L’Atto di indirizzo della giunta presieduta dal sindaco Mirello Crisafulli diventa operativo, Enna scelta tra centinaia di comuni europei dalla Bei, da qui ai prossimi cinque anni potrebbe diventare la “Svezia” della Sicilia.
Lo ha annunciato questa mattina, nel corso di una conferenza stampa a Palazzo di Città, l’Assessore allo Sviluppo Economico, all’Innovazione e agli Investimenti Michele Sabatino, affiancato dall’assessore all’Ambiente – in rappresentanza di tutta la giunta – Leandro Lombardo: il Comune di Enna è stato ammesso al programma Circular City Centre (C3) della Banca Europea per gli Investimenti (Bei), un’opportunità di consulenza gratuita rivolta a Comuni e Regioni dell’Unione Europea per trasformare gli obiettivi di sostenibilità in progetti concreti e strategie di investimento bancabili.
Il programma si inserisce nella Strategia Nazionale per l’Economia Circolare, approvata con decreto ministeriale il 24 giugno 2022 per accompagnare la transizione ecologica del Paese fino al 2035. A livello europeo, il Circular City Advisory accompagna le città in ogni fase del percorso, aiutandole a costruire una strategia circolare complessiva o una pipeline di progetti pronti per il finanziamento; un secondo strumento, il Circular Project Advisory, è riservato invece a interventi pubblici di grande scala, oltre i 20 milioni di euro, già in fase avanzata. La partecipazione non comporta alcun costo per l’ente: la consulenza è garantita da un team di esperti della Bei, in collaborazione con organizzazioni internazionali di settore.
Sabatino – che ha ringraziato l’ingegnere capo Diliberto per il sostegno fattivo – ha spiegato che l’ammissione al programma apre per Enna un percorso in tre fasi. La prima riguarda l’amministrazione stessa: la formazione del personale, l’individuazione di un team manager e di un gruppo di lavoro dedicato, il coinvolgimento degli stakeholder del territorio e la redazione di un master plan che fissi obiettivi e tappe. La seconda fase sarà quella operativa, con la realizzazione degli interventi previsti tanto sul versante pubblico quanto su quello privato. Enna punterà quindi alla mobilità sostenibile, al ricircolo idrico ed energetico.
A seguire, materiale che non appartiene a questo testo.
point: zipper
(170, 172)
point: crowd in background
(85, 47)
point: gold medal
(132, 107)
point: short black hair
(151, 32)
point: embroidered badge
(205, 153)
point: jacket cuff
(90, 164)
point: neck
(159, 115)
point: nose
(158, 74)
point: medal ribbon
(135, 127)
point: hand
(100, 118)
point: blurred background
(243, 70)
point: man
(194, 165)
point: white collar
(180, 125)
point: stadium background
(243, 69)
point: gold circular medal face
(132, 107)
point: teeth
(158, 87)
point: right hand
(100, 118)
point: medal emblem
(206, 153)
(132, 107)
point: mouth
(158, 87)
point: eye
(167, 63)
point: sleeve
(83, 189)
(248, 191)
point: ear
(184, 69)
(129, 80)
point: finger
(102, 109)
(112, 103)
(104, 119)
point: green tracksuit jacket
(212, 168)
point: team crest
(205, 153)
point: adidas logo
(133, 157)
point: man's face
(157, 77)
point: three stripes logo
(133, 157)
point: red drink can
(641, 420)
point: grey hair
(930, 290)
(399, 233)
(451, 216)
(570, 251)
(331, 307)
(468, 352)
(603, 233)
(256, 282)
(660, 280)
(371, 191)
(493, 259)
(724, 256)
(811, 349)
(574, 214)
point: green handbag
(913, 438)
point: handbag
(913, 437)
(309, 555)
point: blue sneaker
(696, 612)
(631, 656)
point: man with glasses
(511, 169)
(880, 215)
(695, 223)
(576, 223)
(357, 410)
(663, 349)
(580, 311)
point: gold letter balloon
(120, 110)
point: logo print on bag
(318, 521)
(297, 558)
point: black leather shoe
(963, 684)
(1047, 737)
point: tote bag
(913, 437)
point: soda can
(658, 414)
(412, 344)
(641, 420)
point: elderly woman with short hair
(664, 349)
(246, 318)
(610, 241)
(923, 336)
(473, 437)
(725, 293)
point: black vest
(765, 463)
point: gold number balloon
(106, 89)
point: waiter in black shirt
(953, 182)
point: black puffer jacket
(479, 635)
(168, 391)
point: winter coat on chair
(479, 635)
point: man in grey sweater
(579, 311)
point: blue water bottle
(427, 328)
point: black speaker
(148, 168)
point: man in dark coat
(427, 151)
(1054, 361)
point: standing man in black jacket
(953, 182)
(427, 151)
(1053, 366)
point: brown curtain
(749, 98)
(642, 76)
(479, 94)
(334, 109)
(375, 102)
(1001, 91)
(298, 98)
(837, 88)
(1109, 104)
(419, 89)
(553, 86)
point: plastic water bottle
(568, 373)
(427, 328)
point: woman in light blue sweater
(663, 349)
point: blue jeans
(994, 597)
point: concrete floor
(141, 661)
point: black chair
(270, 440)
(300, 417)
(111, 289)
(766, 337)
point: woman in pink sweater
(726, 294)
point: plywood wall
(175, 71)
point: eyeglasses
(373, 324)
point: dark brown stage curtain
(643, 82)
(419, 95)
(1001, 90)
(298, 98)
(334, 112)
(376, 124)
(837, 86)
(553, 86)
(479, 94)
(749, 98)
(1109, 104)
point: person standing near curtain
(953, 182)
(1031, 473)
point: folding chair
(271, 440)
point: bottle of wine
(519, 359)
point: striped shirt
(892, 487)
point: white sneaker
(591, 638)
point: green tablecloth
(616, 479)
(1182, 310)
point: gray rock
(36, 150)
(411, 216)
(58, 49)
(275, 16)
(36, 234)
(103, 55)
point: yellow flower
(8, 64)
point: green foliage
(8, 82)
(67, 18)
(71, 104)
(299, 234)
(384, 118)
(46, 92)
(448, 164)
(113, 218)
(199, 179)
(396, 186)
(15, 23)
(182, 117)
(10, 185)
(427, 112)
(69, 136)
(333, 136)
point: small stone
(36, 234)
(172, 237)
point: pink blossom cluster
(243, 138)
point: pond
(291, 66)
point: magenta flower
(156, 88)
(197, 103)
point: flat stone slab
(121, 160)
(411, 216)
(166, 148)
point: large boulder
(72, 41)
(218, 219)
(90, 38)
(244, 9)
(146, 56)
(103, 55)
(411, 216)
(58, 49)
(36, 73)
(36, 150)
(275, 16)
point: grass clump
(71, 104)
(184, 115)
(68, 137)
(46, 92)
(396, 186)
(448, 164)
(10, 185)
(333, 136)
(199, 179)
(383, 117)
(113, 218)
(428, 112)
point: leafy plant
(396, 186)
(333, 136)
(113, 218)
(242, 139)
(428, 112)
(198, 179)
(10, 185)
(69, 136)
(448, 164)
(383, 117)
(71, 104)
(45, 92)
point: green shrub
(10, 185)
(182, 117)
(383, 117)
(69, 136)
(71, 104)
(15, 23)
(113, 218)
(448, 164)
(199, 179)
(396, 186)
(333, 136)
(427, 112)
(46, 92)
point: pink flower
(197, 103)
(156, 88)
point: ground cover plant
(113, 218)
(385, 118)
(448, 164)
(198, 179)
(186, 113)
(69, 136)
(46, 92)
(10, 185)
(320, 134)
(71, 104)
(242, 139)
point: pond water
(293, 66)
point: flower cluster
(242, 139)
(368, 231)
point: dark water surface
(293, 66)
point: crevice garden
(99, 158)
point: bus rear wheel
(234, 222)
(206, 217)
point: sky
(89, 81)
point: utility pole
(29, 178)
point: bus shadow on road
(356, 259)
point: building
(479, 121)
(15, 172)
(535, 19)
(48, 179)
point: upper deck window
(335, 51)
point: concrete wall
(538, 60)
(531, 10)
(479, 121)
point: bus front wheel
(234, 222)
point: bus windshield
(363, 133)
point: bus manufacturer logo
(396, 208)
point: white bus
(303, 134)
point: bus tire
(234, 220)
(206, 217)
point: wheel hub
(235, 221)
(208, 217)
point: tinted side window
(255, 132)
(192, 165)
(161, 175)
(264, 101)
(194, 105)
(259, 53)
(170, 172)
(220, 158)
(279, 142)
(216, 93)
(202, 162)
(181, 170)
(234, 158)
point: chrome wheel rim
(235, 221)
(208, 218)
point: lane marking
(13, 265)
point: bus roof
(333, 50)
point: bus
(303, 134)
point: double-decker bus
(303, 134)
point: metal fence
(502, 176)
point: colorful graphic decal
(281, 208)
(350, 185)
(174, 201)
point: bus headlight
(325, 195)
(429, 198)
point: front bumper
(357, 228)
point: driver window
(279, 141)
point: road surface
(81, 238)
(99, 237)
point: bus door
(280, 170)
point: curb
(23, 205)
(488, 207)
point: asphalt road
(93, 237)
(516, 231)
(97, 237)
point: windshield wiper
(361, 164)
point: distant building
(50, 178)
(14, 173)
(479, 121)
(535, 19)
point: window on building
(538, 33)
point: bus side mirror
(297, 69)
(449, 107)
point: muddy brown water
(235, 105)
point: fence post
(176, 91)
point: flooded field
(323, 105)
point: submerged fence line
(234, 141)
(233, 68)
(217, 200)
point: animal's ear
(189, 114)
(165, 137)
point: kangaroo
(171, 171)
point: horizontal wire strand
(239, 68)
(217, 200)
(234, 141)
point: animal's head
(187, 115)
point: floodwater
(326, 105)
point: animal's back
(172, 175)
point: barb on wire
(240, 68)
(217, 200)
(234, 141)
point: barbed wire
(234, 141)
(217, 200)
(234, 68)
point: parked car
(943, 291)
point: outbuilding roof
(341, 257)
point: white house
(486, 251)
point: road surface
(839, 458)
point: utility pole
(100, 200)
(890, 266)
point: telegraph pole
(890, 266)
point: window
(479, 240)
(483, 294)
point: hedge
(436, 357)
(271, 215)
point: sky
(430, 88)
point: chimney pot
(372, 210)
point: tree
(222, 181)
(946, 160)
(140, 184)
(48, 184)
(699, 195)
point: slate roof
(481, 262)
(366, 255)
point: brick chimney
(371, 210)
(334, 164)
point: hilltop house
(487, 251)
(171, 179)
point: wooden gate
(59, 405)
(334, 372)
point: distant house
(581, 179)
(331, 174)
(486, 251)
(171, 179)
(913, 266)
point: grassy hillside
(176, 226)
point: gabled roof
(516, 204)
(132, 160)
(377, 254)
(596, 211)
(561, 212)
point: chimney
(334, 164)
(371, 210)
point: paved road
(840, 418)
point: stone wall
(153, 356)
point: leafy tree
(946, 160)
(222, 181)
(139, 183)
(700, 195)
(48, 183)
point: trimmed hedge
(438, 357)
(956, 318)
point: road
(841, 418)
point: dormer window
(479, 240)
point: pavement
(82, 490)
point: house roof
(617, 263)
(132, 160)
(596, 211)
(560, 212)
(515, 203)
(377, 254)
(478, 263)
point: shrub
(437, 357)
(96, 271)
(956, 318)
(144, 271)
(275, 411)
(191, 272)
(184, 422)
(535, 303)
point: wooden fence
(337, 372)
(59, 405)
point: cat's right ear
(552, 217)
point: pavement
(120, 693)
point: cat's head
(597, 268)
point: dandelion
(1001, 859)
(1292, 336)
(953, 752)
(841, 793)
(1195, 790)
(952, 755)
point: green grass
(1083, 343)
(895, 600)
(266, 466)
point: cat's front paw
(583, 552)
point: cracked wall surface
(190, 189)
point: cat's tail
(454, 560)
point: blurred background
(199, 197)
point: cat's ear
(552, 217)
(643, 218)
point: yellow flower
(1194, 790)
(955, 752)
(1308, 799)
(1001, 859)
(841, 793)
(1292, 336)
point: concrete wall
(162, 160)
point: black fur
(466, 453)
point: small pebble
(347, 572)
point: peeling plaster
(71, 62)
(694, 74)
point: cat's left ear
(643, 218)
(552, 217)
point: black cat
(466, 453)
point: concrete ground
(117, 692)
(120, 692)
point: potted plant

La terza riguarderà il monitoraggio dei risultati raggiunti.
“L’obiettivo è arrivare, nell’arco di questa legislatura, a un piano che trasformi la città sul fronte della mobilità sostenibile, dei consumi energetici, dell’ambiente e della riqualificazione urbana”, ha dichiarato l’assessore. “Già dalla prossima estate contiamo di avere un piano operativo, e le prossime delibere di giunta terranno conto di questo indirizzo. Diventare una Circular City significa aprire la strada a progettualità diverse, che partono da un dato già solido: Enna ha una raccolta differenziata al 70%, un risultato che in Sicilia rappresenta un’eccellenza e in Italia una realtà riconosciuta.”
“Da qui in avanti Enna non parlerà più soltanto di raccolta differenziata, ma di economia a emissioni zero, o comunque di recupero delle emissioni attraverso la compensazione: è un lavoro enorme”, ha dichiarato l’assessore. “Il nostro Comune comparirà, in questo percorso, accanto a città come Stoccolma”.
Anche il sindaco Mirello Crisafulli ha commentato l’ammissione al programma della Bei, inquadrandola come un impegno che accompagnerà l’intero mandato. “Questo è un programma di legislatura”, ha dichiarato il sindaco. “Non si esaurisce in un provvedimento, ma è l’indirizzo che guiderà le scelte della nostra amministrazione sui prossimi cinque anni. Enna cammina su una strada che ci porta a un risultato di ecosostenibilità. Enna non contribuirà al cambiamento climatico, e lo faremo per i nostri figli”.